Black Box Theatre houses a hit

Matt Sowell

“Fuddy Meers” is currently being performed at the Center for the Arts and Theatre and should not be missed.

The show is a heartbreaking and hilarious story that engulfs the audience in a general uneasy “what the hell is going on” feeling. It’s hard to tell if you should laugh or cry. The story has many twists and turns, making it hard to adequately describe how good it is without spoiling it.

Nicholas Newel makes for a great director because the show was entirely on point. The set designer also deserves major props (no point intended). They made so much happen with such a simple space.

The soundtrack of the show fed the story in a unique way that added to the mysterious feel of the play.

The cast had no weak points; every actor engulfed their character in a totally believable way.

Marissa Carey stood out as the lead, Claire, a woman suffering from a rare form of amnesia. She was so lovable and deep in a role that was relatively shallow due to the fact she can’t remember anything.

Brian Coote played a kooky and creepy masked man who also had stellar acting. His character was both funny and unsettling, especially as the story reaches the climax. His make-up alone is worth going to see, mad props to the artist behind that.

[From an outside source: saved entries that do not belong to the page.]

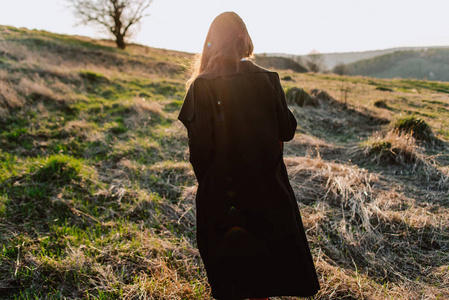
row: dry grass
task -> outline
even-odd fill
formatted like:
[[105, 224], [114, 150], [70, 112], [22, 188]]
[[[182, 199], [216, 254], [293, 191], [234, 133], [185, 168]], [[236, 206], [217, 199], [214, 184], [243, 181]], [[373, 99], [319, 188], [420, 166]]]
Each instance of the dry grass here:
[[21, 61], [25, 60], [30, 53], [24, 45], [0, 40], [0, 54], [15, 61]]
[[32, 79], [20, 79], [18, 88], [21, 93], [34, 100], [61, 100], [60, 96], [56, 94], [52, 89], [48, 88], [45, 82], [39, 76], [35, 76]]
[[320, 157], [286, 164], [321, 275], [316, 299], [449, 296], [447, 284], [430, 284], [444, 282], [435, 272], [449, 263], [445, 212], [421, 208], [354, 165]]
[[72, 120], [68, 121], [61, 129], [61, 134], [69, 137], [81, 137], [87, 139], [92, 136], [92, 131], [95, 125], [86, 122], [85, 120]]
[[[370, 221], [372, 184], [376, 180], [373, 174], [321, 158], [288, 158], [286, 164], [298, 201], [341, 209], [340, 238], [353, 243], [360, 242], [362, 237], [369, 239], [375, 233]], [[355, 225], [364, 233], [356, 233]]]
[[[424, 153], [417, 145], [413, 132], [390, 130], [387, 133], [376, 132], [367, 141], [361, 143], [363, 156], [376, 164], [399, 165], [412, 174], [426, 179], [429, 188], [448, 189], [449, 173], [435, 159]], [[357, 155], [359, 148], [354, 153]]]
[[162, 105], [143, 97], [134, 97], [129, 104], [131, 113], [125, 120], [126, 126], [146, 126], [152, 117], [164, 117]]
[[23, 106], [25, 101], [6, 80], [0, 79], [0, 107], [15, 109]]
[[398, 130], [374, 133], [361, 144], [363, 154], [378, 164], [412, 166], [415, 170], [425, 163], [423, 149], [417, 146], [411, 133]]

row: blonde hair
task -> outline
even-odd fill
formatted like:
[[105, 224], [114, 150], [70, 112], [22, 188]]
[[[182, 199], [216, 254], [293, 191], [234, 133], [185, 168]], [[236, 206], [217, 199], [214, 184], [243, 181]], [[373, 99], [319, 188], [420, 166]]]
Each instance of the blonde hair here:
[[243, 20], [235, 12], [218, 15], [210, 25], [203, 52], [192, 63], [192, 75], [186, 87], [199, 75], [220, 75], [225, 63], [235, 64], [243, 58], [252, 58], [254, 45]]

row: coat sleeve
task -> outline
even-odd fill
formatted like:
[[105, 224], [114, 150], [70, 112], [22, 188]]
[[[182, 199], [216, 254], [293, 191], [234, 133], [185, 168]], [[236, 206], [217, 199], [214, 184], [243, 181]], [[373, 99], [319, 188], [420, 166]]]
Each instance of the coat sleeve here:
[[210, 167], [213, 153], [213, 115], [211, 94], [204, 80], [195, 80], [190, 86], [178, 119], [187, 128], [190, 163], [198, 182]]
[[281, 81], [279, 80], [279, 75], [276, 74], [273, 77], [279, 141], [290, 141], [295, 136], [297, 122], [295, 116], [287, 107], [287, 101], [285, 99], [284, 89], [281, 86]]

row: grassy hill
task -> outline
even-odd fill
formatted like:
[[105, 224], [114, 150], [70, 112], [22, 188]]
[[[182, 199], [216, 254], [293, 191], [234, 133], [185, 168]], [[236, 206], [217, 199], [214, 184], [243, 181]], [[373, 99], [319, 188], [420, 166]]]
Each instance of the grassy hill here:
[[350, 74], [449, 81], [449, 49], [396, 51], [348, 65]]
[[[210, 299], [191, 55], [112, 45], [0, 26], [2, 299]], [[449, 84], [279, 72], [314, 299], [448, 298]]]
[[[399, 47], [389, 48], [382, 50], [371, 51], [358, 51], [358, 52], [335, 52], [335, 53], [321, 53], [323, 57], [323, 65], [326, 69], [332, 70], [338, 64], [352, 64], [362, 60], [370, 60], [377, 56], [391, 54], [394, 52], [407, 52], [407, 51], [425, 51], [425, 50], [449, 50], [448, 46], [432, 46], [432, 47]], [[292, 55], [286, 53], [267, 53], [268, 57], [285, 57], [295, 61], [304, 61], [307, 59], [307, 55]]]

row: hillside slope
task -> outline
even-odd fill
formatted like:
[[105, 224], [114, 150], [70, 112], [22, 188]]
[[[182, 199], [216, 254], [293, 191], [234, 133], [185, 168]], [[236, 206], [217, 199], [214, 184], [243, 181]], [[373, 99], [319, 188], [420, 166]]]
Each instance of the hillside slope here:
[[[0, 26], [1, 299], [211, 299], [191, 55], [110, 45]], [[314, 299], [449, 298], [449, 84], [279, 73]]]

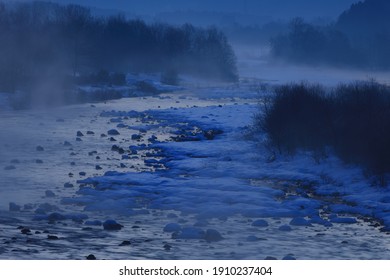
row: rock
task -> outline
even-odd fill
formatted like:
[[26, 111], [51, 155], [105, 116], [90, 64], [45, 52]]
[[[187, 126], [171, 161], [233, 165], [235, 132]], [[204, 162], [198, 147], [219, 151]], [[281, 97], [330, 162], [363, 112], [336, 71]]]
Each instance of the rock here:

Chryssie Lewis stood out for her portrayal of the stroke-victem grandma. She had several one-liners that left the audience laughing. Her character is also responsible for the title, Fuddy Meers, which is “stroke talk” for Funny Mirrors, like seen in a fun-house, that distort reality.

Alan Waters played the impossible-to-hate Millet. His shining moments were with his side-kick (and also alter ego) Hinky Binky. The puppet was by far the most vulgar in the show, his one liners were wonderful and quirky.

The story is dark, darker then some audience members expected. There are some very heavy moments and unsettling situations, but those are what make the show what it is. Watching Claire realize what she’s been through is heartbreaking and disheartening. The show itself, however, gives the underlying feeling of hope. However, by the end you’re left with more questions than answers, it’s thought provoking and deep yet laugh out loud funny.

This play is a must see, it’s playing until March 5th and should not be missed.